Hypoglycaemia recorded in a child with FVH on intravenous glucose infusion is an urgent indication to give 10% glucose bolus infusion (2-4 ml/kg/dose) and to change to a higher glucose concentration infusion. The aim is to achieve and maintain normoglycaemia till spontaneous regeneration of the liver can occur. Hypoglycaemia in FVH indicates failure of the damaged liver to release adequate free glucose into the blood stream and is a poor prognostic indicator.[2],[5],[11],[14] Though in our study all children with FVH in whom hypoglycaemia was recorded died (including the 2 in whom hypoglycaemia was recorded on admission), hypoglycaemia need not necessarily presage a fatal outcome. Psacharopoulos et al[14] have reported 2 survivors out of 9 children with FVH in whom hypoglycaemia was recorded at some stage during the course of their illness. The exact mechanism which can explain intractable hypoglycaemia in FVH inspite of glucose infusions (even upto 15 to 20%) is not well understood.[11],[16]

In 3 (16.7%) FVH cases, normoglycaemia with intermittent hyperglycaemia was recorded on intravenous glucose infusions and all 3 died (Tables 2,3). Blood glucose level after rising above 180 mg/dl (even upto 443 mg/dl in one instance) would subsequently come back within the normoglycaemic range (61 to 180 mg/dl) on the same 10% glucose infusion being given at a uniform rate. Recording intermittent hyperglycaemia on intravenous glucose infusions indicates the failing ability of the damaged liver to metabolise the glucose load reaching it.

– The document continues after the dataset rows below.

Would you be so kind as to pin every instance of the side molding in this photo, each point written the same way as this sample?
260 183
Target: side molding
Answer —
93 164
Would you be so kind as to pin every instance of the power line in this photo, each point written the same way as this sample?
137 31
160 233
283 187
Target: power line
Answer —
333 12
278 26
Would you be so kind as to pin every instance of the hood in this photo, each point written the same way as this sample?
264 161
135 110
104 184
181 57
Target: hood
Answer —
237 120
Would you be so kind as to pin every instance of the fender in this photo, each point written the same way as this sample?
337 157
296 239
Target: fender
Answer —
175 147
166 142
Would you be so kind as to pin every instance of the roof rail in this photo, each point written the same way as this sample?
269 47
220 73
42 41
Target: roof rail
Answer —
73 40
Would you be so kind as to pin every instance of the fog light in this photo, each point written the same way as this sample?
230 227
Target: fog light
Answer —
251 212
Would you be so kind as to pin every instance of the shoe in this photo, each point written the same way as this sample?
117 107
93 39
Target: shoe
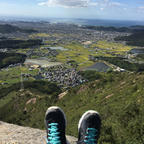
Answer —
89 128
55 123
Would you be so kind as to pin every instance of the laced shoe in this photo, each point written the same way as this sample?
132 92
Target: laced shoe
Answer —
89 128
55 123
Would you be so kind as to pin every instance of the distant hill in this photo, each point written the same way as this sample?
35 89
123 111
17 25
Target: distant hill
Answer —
18 44
12 29
118 97
136 39
7 59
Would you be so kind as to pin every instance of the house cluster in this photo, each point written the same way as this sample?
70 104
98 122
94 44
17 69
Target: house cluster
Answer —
63 76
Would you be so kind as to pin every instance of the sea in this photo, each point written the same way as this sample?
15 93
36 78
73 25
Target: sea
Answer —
91 22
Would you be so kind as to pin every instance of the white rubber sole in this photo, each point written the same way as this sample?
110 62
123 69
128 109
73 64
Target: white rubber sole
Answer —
55 108
83 116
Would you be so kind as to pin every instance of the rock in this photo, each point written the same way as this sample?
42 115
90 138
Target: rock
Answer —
13 134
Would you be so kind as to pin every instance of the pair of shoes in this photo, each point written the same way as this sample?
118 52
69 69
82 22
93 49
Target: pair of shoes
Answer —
88 127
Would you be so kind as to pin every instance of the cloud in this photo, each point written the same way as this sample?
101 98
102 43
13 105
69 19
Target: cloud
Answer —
80 3
66 3
140 9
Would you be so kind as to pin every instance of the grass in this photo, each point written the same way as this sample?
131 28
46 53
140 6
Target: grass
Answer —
112 47
118 97
12 75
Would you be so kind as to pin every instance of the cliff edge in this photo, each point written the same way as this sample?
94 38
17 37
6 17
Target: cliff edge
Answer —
14 134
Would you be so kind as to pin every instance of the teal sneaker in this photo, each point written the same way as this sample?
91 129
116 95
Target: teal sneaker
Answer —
55 123
89 128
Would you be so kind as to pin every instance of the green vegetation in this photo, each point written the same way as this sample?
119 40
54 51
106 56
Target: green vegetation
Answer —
16 44
122 63
75 52
12 29
78 53
110 48
118 97
115 29
12 75
11 58
27 107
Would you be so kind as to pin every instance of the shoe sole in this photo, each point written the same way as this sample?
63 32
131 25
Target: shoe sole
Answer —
84 115
55 108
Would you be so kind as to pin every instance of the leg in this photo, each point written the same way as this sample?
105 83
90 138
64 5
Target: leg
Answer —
89 128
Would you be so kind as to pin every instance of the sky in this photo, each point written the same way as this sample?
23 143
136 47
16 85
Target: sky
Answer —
85 9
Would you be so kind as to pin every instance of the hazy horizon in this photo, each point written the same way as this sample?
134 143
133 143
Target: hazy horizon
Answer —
75 9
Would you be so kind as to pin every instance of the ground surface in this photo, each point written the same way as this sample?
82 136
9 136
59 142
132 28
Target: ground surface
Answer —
13 134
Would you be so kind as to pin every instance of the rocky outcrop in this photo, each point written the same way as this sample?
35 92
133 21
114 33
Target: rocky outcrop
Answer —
13 134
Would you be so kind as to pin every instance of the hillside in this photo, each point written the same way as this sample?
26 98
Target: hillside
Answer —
118 97
14 134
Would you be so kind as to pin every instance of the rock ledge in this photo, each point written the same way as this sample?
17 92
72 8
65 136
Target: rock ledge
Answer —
13 134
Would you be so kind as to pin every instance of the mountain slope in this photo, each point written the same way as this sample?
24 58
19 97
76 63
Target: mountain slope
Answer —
118 97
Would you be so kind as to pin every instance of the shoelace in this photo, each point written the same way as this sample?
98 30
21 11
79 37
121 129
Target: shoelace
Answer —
90 136
53 135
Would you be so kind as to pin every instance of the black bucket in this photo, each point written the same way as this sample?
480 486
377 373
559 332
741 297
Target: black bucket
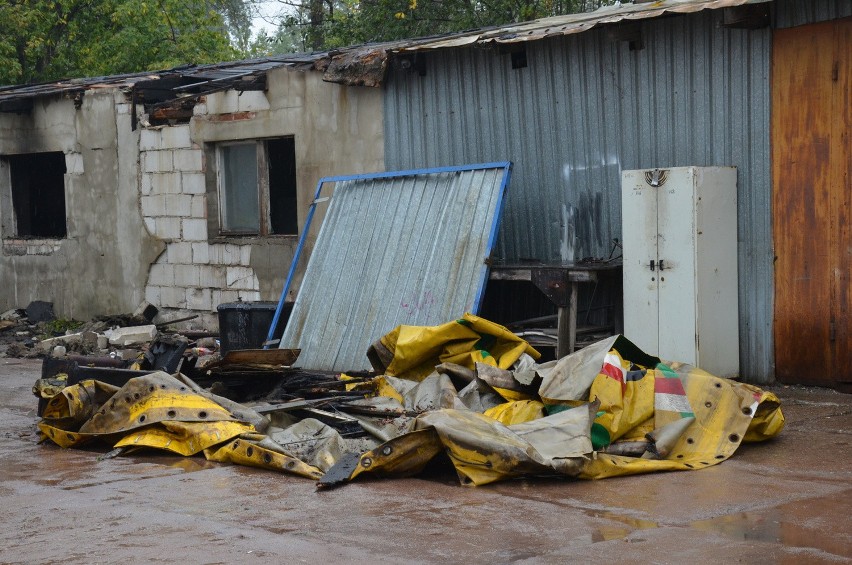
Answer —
245 325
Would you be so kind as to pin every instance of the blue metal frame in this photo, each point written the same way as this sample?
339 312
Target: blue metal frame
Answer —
505 165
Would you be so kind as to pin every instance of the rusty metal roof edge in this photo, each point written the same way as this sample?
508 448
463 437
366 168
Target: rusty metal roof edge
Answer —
568 24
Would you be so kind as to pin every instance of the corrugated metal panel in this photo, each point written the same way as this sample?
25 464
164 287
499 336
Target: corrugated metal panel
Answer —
585 108
790 13
395 250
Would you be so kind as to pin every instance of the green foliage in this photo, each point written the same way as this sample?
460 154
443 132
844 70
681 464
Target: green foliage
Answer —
327 24
43 40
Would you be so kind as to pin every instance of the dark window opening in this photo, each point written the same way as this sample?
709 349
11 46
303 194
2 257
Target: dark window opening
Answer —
282 186
38 194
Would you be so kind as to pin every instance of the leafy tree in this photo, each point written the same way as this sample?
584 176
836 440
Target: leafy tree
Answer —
325 24
42 40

It is known that cirrhotic patients can become hyperglycaemic following an oral glucose load and in FVH metabolic derangements can be similar to those seen in chronic liver disease.[17] When cirrhotic patients develop encephalopathy high carbohydrate feeding takes precedence over any impairment of glucose tolerance secondary to the liver disease.[17] In our study, since hyperglycaemia was an intermittent phenomenon, changing to a lower glucose concentration infusion was not considered since such a measure could have possibly lead to hypoglycaemia.

In conclusion, our results suggest that in children with FVH the chances for survival lessen as the glucoregulatory role of the hepatocytes gets compromised. An inability to maintain blood glucose homeostasis inspite of adequate intravenous glucose infusions reflects a significant decrease in functioning hepatocellular mass. Intractable hypoglycaemia and intermittent hyperglycaemia are biochemical findings which presage a fatal outcome.